In simple terms, studies show that intentionality is key – the ways we purposefully move our inner focus of intention in Mindfulness practice (or meditation) generates an event of brain activity that when repeated becomes a persistent state. Which in part creates long term changes in the brain’s structure and functioning in the individual practitioner – Neuroplasticity.
It has been proven time and time again, that this practice of mind focus – which includes non judgemental presence with what is – so shall we say mindlessness, is effecting changes for the better in mental and physical pain. It seems that if we stop the thoughts about a thing – our sore leg or our broken heart, we give our body and mind the opportunity to self heal.
Bringing us in contact with a sense of peace (what I like to call the sixth sense) we can then approach our physical or mental anguish with a new o’plastic perception.

 “I think, therefore I am” – René Descartes

It is important here to understand what the mind is. I love that science and neurology are stepping up. But, is the mind located in the brain alone? Big one!

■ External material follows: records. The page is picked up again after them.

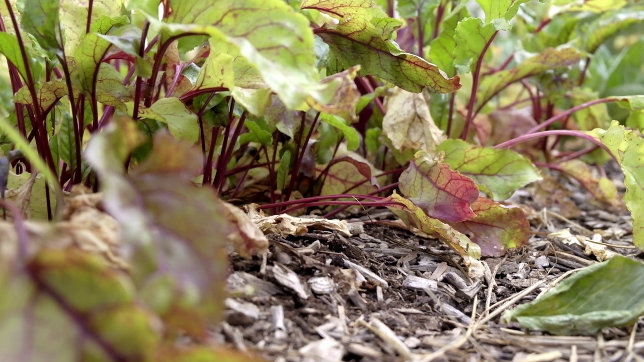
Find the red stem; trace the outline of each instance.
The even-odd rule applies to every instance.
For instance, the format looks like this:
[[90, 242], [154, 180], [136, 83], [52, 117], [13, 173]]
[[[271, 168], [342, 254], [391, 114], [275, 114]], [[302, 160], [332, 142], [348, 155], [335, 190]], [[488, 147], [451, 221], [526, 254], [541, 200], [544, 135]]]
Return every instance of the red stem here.
[[498, 31], [496, 31], [492, 34], [492, 36], [486, 43], [485, 46], [483, 47], [483, 50], [481, 51], [481, 54], [478, 57], [478, 60], [477, 61], [477, 67], [474, 70], [474, 75], [472, 78], [472, 91], [469, 95], [469, 102], [468, 104], [468, 115], [465, 119], [465, 128], [463, 129], [463, 132], [460, 134], [460, 138], [462, 140], [466, 140], [468, 138], [468, 133], [469, 133], [469, 126], [472, 123], [472, 119], [474, 116], [474, 104], [477, 101], [477, 91], [478, 88], [478, 81], [481, 71], [481, 66], [483, 64], [483, 58], [485, 57], [485, 53], [488, 52], [488, 48], [489, 48], [490, 44], [492, 44], [492, 41], [494, 38], [497, 37], [497, 34], [498, 33]]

As Elanor Roche (Psychologist/researcher -university of California- Berkley) states:

“To try to isolate and manipulate single factors that actually operate only systemically is like killing a rabbit and dissecting it to look for its aliveness”

Well let’s go back to the Buddhists – a step ahead of science –   and consider for a moment — what the tradition considers the mind to be.

Let’s go the direct path – straight to the Dalia Lama. In his recent talk on ‘What is the Mind’  at Cambridge MA, USA, The Dalia Lama states this:

” In general, the mind can be defined as an entity that has the nature of mere experience, that is, “clarity and knowing.” It is the knowing nature, or agency, that is called mind, and this is non-material. But within the category of mind there are also gross levels, such as our sensory perceptions, which cannot function or even come into being without depending on physical organs like our senses. And within the category of the sixth consciousness, the mental consciousness, there are various divisions, or types of mental consciousness that are heavily dependent upon the physiological basis, our brain, for their arising. These types of mind cannot be understood in isolation from their physiological bases.”

Let’s devour this into a delicious osmosis of Western succint nutshellery, in the present moment – The mind is consciousness, whole to all it’s parts seen and unseen, unconscious and conscious.

This would lead into the middle path. The idea that mindfulness practice is relative to the whole of ourselves – mind, body and spirit. Spirit (or the unconscious) the part or wave that science has yet to grasp measurably. Yet, one that only practice or experience can bring us closer to.

Although growth is never static, nor is science we can accept that with a snuggling up to a non-judgemental present awareness with our being that we will be happier, more peaceful and less resistant to the knowledge of our true self.